Корчась от ломки в костях, поняла, насколько замёрзла без привычной одежды. Сбрасывая её перед принятием ванны, обнажаясь перед тем, как заняться сексом, не испытываешь такой нехватки и потребности в ней. Сейчас же меня маниакально плющило от желания натянуть и укутаться хоть во что-нибудь. Брось мне половую тряпку, и я была бы рада ей больше, чем когда-то новой шубке.
Странно, но, скорее всего, сработала защитная реакция организма. Вместо воспоминаний сегодняшнего вечера, меня терзали картинки детства. До сих пор не могла принять такого изменения друга. Что случилось с тем Игнатом?

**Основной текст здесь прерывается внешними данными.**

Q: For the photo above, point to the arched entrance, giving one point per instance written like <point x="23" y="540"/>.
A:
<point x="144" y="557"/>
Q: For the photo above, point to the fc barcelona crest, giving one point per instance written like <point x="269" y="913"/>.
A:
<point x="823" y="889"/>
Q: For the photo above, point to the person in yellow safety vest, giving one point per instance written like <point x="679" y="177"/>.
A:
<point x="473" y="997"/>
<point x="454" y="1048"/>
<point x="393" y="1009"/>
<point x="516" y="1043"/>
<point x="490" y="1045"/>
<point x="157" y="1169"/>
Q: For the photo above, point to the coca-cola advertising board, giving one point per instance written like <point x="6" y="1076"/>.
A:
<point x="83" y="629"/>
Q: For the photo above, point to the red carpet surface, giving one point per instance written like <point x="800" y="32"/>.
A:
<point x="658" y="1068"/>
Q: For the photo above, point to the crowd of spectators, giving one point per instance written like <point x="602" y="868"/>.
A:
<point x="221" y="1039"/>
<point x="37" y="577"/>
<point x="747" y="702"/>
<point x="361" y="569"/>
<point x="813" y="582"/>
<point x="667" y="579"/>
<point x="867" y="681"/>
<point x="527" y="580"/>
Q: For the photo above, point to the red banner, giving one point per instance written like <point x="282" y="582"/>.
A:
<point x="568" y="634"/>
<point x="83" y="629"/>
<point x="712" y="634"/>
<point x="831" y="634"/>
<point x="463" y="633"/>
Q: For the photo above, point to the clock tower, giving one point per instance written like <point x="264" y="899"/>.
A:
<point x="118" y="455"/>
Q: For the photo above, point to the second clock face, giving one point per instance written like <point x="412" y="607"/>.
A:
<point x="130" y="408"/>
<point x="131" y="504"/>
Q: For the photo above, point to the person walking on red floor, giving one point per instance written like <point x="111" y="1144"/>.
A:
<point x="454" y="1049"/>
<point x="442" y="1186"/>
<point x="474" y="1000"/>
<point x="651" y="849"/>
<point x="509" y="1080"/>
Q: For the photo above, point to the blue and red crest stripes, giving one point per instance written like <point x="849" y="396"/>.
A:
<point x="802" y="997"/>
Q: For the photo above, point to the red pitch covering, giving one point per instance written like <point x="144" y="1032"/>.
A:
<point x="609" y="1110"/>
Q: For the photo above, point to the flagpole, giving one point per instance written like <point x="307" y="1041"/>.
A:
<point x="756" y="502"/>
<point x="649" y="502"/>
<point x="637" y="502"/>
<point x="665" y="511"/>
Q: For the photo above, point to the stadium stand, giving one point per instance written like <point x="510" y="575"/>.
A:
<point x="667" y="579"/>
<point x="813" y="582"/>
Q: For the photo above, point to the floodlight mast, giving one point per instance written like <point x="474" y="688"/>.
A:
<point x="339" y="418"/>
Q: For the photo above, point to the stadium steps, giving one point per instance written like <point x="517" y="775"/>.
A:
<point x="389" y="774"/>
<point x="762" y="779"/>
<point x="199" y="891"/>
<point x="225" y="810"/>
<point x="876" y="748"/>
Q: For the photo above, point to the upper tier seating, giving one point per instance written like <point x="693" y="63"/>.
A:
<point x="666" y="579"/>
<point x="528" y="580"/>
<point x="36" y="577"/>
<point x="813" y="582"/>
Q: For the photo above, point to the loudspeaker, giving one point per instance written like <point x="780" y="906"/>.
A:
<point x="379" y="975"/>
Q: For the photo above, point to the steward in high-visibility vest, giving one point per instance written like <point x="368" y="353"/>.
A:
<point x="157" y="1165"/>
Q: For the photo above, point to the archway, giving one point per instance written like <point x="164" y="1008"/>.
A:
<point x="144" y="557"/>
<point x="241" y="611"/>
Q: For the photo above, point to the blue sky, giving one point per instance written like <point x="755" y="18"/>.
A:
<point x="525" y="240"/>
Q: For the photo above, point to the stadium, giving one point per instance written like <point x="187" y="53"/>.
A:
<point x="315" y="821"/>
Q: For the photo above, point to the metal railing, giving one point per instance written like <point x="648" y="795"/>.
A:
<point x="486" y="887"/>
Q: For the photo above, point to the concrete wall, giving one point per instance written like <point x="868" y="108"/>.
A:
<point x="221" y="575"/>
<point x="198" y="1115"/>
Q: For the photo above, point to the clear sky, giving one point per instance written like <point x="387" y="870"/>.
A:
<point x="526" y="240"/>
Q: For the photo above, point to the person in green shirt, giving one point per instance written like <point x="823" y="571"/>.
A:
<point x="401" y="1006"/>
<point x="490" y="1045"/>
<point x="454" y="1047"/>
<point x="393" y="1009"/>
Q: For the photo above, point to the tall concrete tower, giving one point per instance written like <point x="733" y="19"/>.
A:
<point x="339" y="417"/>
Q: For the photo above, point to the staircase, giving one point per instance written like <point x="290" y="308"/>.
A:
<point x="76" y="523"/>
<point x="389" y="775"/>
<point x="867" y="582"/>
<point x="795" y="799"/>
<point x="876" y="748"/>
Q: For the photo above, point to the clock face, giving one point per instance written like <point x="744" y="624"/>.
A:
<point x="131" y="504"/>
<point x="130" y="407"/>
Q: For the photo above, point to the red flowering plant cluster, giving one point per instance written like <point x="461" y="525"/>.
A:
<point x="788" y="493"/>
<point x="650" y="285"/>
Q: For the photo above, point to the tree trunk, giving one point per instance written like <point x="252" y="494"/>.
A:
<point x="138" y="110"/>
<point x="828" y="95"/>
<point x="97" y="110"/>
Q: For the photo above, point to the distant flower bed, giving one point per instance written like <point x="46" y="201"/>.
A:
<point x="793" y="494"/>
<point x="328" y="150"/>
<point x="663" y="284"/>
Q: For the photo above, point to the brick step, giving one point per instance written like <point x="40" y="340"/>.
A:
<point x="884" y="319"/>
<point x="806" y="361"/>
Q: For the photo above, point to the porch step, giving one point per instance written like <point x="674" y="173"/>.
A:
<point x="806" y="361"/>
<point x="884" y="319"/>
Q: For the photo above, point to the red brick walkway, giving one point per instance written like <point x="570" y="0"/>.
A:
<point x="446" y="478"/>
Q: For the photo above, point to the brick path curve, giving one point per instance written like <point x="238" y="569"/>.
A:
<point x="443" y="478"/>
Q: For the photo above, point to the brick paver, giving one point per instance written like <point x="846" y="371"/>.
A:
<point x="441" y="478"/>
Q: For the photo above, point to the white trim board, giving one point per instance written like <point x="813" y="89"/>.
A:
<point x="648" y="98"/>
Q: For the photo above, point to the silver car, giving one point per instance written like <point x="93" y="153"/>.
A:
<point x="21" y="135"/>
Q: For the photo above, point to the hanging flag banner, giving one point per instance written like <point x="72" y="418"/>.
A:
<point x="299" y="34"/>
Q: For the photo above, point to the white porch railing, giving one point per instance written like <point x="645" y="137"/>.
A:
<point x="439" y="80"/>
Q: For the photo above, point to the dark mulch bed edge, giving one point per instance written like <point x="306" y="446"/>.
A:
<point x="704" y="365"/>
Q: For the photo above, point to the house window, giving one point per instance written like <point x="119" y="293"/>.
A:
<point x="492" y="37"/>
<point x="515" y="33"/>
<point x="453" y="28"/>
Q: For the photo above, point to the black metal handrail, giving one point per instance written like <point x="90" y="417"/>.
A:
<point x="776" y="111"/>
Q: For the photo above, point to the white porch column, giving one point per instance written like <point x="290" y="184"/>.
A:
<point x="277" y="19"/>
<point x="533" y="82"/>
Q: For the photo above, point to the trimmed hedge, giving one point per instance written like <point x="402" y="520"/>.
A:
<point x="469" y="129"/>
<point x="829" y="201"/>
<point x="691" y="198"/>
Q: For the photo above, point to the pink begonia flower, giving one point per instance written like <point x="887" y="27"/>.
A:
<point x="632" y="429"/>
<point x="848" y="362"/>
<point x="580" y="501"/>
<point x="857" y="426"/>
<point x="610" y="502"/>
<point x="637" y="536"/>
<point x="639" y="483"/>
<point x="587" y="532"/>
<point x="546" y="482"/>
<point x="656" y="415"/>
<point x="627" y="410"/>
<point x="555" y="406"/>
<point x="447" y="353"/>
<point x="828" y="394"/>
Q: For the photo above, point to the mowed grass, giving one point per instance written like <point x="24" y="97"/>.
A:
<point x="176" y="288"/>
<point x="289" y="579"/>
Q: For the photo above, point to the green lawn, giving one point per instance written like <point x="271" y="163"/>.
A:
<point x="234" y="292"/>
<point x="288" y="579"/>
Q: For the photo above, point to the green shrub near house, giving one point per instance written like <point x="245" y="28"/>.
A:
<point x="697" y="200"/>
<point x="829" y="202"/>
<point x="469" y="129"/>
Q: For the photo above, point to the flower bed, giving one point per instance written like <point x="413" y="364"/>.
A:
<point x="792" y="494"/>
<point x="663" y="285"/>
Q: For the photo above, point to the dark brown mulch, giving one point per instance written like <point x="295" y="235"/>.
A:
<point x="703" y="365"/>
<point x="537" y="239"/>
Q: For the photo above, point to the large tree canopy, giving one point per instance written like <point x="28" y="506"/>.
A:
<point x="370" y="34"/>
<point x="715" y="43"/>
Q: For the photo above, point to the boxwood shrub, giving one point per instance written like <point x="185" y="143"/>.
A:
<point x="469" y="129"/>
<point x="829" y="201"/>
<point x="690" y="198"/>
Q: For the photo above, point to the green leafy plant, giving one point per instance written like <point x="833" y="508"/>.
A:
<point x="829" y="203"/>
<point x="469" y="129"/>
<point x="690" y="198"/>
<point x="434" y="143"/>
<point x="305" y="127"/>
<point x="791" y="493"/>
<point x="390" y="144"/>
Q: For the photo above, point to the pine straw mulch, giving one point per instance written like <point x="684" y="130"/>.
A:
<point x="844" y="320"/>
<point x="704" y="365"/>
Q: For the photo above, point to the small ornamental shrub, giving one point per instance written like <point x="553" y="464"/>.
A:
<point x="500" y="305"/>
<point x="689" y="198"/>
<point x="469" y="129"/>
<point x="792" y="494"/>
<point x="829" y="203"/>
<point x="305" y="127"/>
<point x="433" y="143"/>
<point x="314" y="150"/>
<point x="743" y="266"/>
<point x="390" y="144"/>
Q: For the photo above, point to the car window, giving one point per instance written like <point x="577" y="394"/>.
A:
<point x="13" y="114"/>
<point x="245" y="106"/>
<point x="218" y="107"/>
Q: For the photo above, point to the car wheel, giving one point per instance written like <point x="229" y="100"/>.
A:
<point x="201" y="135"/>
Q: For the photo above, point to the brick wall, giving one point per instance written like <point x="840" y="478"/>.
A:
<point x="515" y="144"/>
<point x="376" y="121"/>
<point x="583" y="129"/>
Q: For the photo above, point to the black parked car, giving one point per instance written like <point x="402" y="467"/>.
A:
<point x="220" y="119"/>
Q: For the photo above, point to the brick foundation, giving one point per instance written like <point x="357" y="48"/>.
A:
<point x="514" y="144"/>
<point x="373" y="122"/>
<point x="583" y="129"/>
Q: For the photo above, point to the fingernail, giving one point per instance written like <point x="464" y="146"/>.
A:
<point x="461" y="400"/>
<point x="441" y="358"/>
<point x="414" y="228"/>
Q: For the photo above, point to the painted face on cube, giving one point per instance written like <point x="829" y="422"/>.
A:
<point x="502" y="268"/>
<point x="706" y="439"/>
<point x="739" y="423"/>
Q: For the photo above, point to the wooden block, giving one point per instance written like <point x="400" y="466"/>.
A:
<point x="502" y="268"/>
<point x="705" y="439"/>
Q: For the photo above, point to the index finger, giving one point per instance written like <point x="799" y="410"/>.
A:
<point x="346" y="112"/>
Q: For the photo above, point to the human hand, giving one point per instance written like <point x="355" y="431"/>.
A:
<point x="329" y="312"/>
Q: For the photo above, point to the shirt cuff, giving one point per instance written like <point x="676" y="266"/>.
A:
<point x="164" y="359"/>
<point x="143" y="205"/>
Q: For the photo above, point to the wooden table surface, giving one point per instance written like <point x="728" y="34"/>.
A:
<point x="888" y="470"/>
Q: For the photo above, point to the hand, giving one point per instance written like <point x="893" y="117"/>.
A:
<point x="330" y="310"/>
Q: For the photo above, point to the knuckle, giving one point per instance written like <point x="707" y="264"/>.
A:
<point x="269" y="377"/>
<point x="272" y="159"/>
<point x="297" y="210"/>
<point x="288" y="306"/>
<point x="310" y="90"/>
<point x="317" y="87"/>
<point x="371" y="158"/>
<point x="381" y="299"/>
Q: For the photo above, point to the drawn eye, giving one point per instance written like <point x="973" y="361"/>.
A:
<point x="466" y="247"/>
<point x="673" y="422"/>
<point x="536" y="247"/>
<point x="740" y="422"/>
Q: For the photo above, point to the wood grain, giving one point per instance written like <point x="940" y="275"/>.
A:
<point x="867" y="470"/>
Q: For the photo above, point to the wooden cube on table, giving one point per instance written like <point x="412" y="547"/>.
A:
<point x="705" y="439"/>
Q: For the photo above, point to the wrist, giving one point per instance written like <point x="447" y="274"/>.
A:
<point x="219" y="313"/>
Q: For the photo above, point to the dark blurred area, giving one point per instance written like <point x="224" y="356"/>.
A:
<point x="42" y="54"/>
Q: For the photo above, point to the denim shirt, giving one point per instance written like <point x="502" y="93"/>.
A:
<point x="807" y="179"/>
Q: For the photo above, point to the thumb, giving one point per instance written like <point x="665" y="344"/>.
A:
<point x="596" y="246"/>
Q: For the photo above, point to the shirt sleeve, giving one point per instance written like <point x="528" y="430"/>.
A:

Откуда в нём столько жестокости? За что он так со мной? Чем я ему не угодила?
Постепенно мои рыдания перешли в нервную икоту, звонко щёлкающую в темноте, пропахшей густой похотью. Зарылась лицом в колени, чтобы снизить громкость и не тревожить сон хозяина, и морщилась от исходящей от меня вони. Навязчивая потребность в ду́ше стала тем самым рычагом, который на время отключил другие переживания. От засохших следов «любви» Немцова стянуло кожу, и невыносимость терпеть на себе грязь сводила с ума.